Rapid Reaction: Cousins Will Stay in New Orleans
After spending time on convincing the Sacramento-faithful that DeMarcus Cousins is not on the trade block, the Sacramento Kings have agreed to trade their disgruntled franchise player, along with Omri Casspi, to the New Orleans Pelicans in exchange for Buddy Hield, Langston Galloway, Tyreke Evans, the Pelicans 2017 first-round selection and the Philadelphia 76ers second-round selection.
Cousins, who was in New Orleans for the All-Star festivities, was limited to just two minutes of action as Vlade Divac, and the Kings, requested he be limited to prevent injury, ensuring the completion of the deal while telling the fans the opposite. Kings forward, Matt Barnes, even went on Instagram Live to affirm the fans to dismiss rumors and speculation as well.

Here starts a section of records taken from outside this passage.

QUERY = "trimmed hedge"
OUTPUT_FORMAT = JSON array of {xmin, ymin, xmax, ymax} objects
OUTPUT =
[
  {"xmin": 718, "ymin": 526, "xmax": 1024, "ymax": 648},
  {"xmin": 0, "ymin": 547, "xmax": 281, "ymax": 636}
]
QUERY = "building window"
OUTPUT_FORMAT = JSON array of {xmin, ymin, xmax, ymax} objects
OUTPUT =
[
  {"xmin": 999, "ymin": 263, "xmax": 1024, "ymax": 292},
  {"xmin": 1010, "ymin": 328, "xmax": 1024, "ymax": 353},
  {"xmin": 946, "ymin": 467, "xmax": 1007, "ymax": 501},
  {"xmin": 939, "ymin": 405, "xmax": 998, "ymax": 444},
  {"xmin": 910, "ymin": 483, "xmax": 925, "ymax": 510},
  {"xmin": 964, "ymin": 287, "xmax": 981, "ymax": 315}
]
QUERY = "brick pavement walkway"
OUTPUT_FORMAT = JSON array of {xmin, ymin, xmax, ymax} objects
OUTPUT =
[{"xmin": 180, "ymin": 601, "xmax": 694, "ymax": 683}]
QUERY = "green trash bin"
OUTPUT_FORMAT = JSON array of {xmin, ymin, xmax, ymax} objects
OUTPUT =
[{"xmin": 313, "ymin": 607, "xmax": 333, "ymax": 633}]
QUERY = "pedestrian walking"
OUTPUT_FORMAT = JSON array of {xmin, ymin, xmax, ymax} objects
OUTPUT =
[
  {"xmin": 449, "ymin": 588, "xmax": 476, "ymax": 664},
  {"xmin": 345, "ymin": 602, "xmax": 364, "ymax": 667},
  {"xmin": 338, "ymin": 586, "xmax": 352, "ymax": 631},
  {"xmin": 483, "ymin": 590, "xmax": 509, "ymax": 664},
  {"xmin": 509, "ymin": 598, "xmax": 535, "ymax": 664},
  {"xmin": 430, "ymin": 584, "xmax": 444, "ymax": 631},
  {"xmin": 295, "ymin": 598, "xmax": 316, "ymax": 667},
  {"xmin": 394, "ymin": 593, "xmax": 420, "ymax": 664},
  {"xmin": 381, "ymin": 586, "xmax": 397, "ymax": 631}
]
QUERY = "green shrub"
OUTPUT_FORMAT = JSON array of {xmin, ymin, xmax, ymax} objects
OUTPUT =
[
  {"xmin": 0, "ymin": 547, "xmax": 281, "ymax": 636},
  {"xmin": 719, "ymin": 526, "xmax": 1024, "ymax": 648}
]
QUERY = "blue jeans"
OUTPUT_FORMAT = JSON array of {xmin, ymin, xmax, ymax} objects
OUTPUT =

Sacramento Kings Grade: B-
Sacramento was clearly not going anywhere with Cousins, despite the enormous talent possessed by the big man and they had spent a good portion of the 2016 NBA Draft trying to move up and acquire Hield, who I'm higher on than most out there. Granted, Hield may never end up being a franchise changing two-guard, or a top option on a contender, he is a solid building block and could be an exceptional second-option.
Keeping Cousins in the same conference is a major head-scratcher. Not very often do teams trade a guy that is in the top echelon of his respective position to a foe to a side they will face three-four times a year. In fact, I can only think of Pau Gasol and Chris Paul in recent history where such a trade went down. Not even dumping a bad deal is a bit of a concern as well.
My biggest gripe with the deal on the Kings end is the fact their own first round pick could be headed to Chicago or Philadelphia, making tanking a concern. If it falls outside of the top 10, the pick will be conveyed to the Bulls without anything coming to Sacramento. However, if it falls in the top 10, the Philadelphia 76ers will have the option to swap first rounders, which would leave the Kings with a lottery pick (76ers are 5.5 out of the eight and final playoff slot), but could take them from a top three selection, if they get the right bounce of the ping pong balls, to something around eight.
Follow-up trades will be pretty entertaining to look out for as well, since the Kings have a plethora of veterans teams that are in the playoff picture may be looking for. Evans could be flipped right away, while the Kings could make Matt Barnes, Arron Afflalo, Darren Collison, Ty Lawson, Rudy Gay and Anthony Tolliver available for any sort of future compensation.
New Orleans Pelicans Grade: A+
Pelican fan have to be ecstatic. Anthony Davis and DeMarcus Cousins may be the best front-court the NBA has had since Timothy Duncan and David Robinson, which worked out pretty well if I recall correctly. Cousins has another year remaining as well, giving the Pels an extended opportunity to take the next step.
With 25-games remaining, the Pelicans are two and a half games out of the eight slot, needing to leapfrog the Portland Trail Blazers, Kings and Denver Nuggets, a task that can be doable, which would set up an entertaining first round match-up against the Warriors, who like to go small with Draymond Green at the five for extended spurts.